Greek Orthodox Archdiocese Declares Day of Mourning for Hagia Sophia

The New York headquarters of the Greek Orthodox Archdiocese of America. Photo credit: goarch.org

Churches under the jurisdiction of the Greek Orthodox Archdiocese of America will toll their bells mournfully following Turkey’s decision to convert Hagia Sophia into a mosque.

The action was decided by the Archdiocese’s Holy Synod during a video conference call that was chaired by His Eminence Archbishop Elpidophoros on Thursday, July 16.

Attendees agreed that a day of deceleration, of “mourning and intense grief,” was necessary to show the Church’s stance on the matter as well as its solidarity and  strength in the midst of the decision.

The solemn yet beautiful display of solidarity is scheduled to take place on Friday, July 24 – the same day when the first official Islamic prayer service is planned to be held at the iconic Christian monument in Istanbul. Church flags will also be lowered to half-mast.

In a previous announcement, the Holy Synod had called Erdogan’s decision the start of a “program of cultural and spiritual misappropriation and a violation of all models for harmonious coexistence and mutual respect,” stressing that they will never cease pursuing their righteous demands for Hagia Sophia.

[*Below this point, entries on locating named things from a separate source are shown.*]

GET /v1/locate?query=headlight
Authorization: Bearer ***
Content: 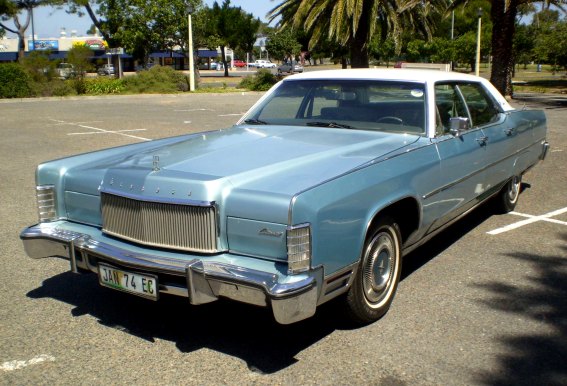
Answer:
[287,224,311,274]
[35,185,57,222]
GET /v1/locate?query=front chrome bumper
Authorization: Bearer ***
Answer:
[20,224,323,324]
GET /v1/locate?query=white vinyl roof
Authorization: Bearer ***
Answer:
[284,68,514,111]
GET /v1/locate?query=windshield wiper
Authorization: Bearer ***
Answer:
[244,118,269,125]
[307,122,355,129]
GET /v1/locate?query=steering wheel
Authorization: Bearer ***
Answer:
[376,115,404,125]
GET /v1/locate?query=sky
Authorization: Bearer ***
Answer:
[6,0,280,39]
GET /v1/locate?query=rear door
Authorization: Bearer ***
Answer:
[458,82,518,193]
[427,83,487,230]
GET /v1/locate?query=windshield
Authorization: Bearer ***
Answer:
[243,80,425,134]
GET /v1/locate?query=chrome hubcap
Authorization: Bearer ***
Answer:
[363,232,396,303]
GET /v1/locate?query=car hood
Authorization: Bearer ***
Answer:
[65,126,419,219]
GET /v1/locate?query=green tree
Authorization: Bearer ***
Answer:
[199,0,260,76]
[22,51,55,83]
[370,37,396,67]
[269,0,448,67]
[266,29,301,60]
[0,0,57,61]
[59,0,202,51]
[533,11,567,72]
[514,24,536,69]
[452,0,567,96]
[67,44,93,78]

The Archdiocese’s Holy Synod also called for Greek Orthodox churches to perform the same liturgy on July 24 as the one held during the Friday of the Fifth Week of Lent, the day when Christ’s crucifixion is recounted.

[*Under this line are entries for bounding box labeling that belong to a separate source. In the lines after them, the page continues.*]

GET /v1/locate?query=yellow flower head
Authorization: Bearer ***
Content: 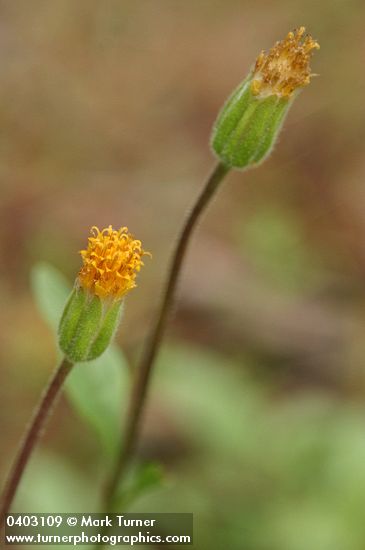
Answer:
[78,225,150,298]
[251,27,319,98]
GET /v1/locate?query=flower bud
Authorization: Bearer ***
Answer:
[58,226,149,363]
[211,27,319,169]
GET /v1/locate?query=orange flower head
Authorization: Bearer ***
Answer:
[78,225,150,299]
[251,27,319,98]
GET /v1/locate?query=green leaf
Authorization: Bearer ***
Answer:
[66,346,129,456]
[31,262,129,456]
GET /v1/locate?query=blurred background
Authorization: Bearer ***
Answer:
[0,0,365,550]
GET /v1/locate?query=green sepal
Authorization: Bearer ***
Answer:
[58,288,86,353]
[211,77,292,169]
[58,286,122,363]
[88,300,123,360]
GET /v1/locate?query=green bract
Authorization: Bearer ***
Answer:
[58,287,123,363]
[211,75,294,169]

On top of receiving the support of many in the Greek-American community, His Eminence Archbishop Elpidophoros took to Twitter to thank former US Vice President Joe Biden for expressing his support on the issue on Friday, July 17, writing that “I was grateful to receive a call from VP Joe Biden, expressing his support of our Ecumenical Patriarchate, and his solidarity with our cause to maintain the status quo for Hagia Sophia.”

Along with Greece, various political and world leaders have also spoken out against Turkey’s decision to convert Hagia Sophia into a mosque, citing the historical and cultural significance of the site.